Mlliyet Milliyet Blog Milliyet Blog
 
Facebook Connect
Blog Kategorileri
 

09 Mart '10

 
Kategori
Güncel
 

Türkler ev yapmasını bilmez!

Türkler ev yapmasını bilmez!
 

Biz Türkler, adına "çadır medeniyeti" denilen bir uygarlığa mensubuzdur. Anadolu'ya gelmeden önce at biner, av avlar; çadırlarda yaşardık.

Anadolu'ya gelip yerleşik hayata geçince, ev yapma ihtiyacı hissetttik.. Ama ev nasıl yapılır, bilmiyorduk...

Anadolu'da yaşamakta olan Ermeni ve Rum gibi kavimler, çoktan yerleşik hayata geçmiş ve şehirler kurmuşlardı. Biz Türkler, başka bir çok şey gibi ev yapmayı da onlara bakarak öğrenmeye çalıştık.

Öğrenmeye çalıştık, çalışmaya da gereği gibi öğrenemedik... Çünkü, biz Türkler yaşadığımız mekanlar için fazla incelik düşünmeyen, sanatçı yönü fazla gelişmemiş bir geleneğe sahiptik.

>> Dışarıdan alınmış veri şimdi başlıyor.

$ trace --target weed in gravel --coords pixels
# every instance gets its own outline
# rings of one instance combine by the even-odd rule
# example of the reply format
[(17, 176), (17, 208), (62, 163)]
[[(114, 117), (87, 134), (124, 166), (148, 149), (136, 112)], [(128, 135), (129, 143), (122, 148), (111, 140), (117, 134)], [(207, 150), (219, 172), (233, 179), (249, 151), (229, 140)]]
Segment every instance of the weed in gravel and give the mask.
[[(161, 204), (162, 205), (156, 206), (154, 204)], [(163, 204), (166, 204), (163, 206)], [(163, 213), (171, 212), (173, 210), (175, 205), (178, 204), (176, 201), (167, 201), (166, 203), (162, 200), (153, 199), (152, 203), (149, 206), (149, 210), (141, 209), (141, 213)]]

Fethettiğimiz Anadolu topraklarında Demircilik gibi, Mimari gibi sanat işçiliği gerektiren işleri ya Ermeni ustalar ya da Rumlar yapıyordu. Uzun yıllar boyunca da böyle sürdü..

Ermenileri sürüp Rumları kovduktan sonra, iş başa düşmüştü ama baş, bu işi kıvıracak kıvamda değildi...

Anadolu'nun dört bucağını gezin!... Hiçbir yerde topraktan yapılmış Ermeni ya da Rum köyü göremezsiniz.. Hepsi kesme taşlardan yapılmış evlerdir ve çoğu hala ayaktadır.

Ya bizim Türk köylüsünün yaptığı nedir? Tarlasını ektiği topraktan "kerpiç" yapıp onunla ev yapmak ve hayvanının gübresinden tezek yapıp ocak yakmak!...

Gerçek budur; bizim Türk köylüsü hala "Yontma taş devrini" yaşamamıştır. Bunca deprem tecrübesine rağmen, bugün hala taşlar, doğadaki şekilleriyle getirilip evin temeline konur. Üzerine de kerpiç yükseltilir. Dört-beş ince ağaçla örtülen damın üzerine de yığın yığın toprak atılır...

Böylece, en küçük bir depremde diri diri gömülmek için "mezar" hazır hale getirilmiş olur...

Elazığ depreminde can kaybının "utanç verici" ölçülerde olmasını sadece "maddi fukaralığa" bağlamak gerçekçi değildir. İşin özünde "görgü ve birikim fukaralığı" da vardır. Acıdır ama gerçek budur...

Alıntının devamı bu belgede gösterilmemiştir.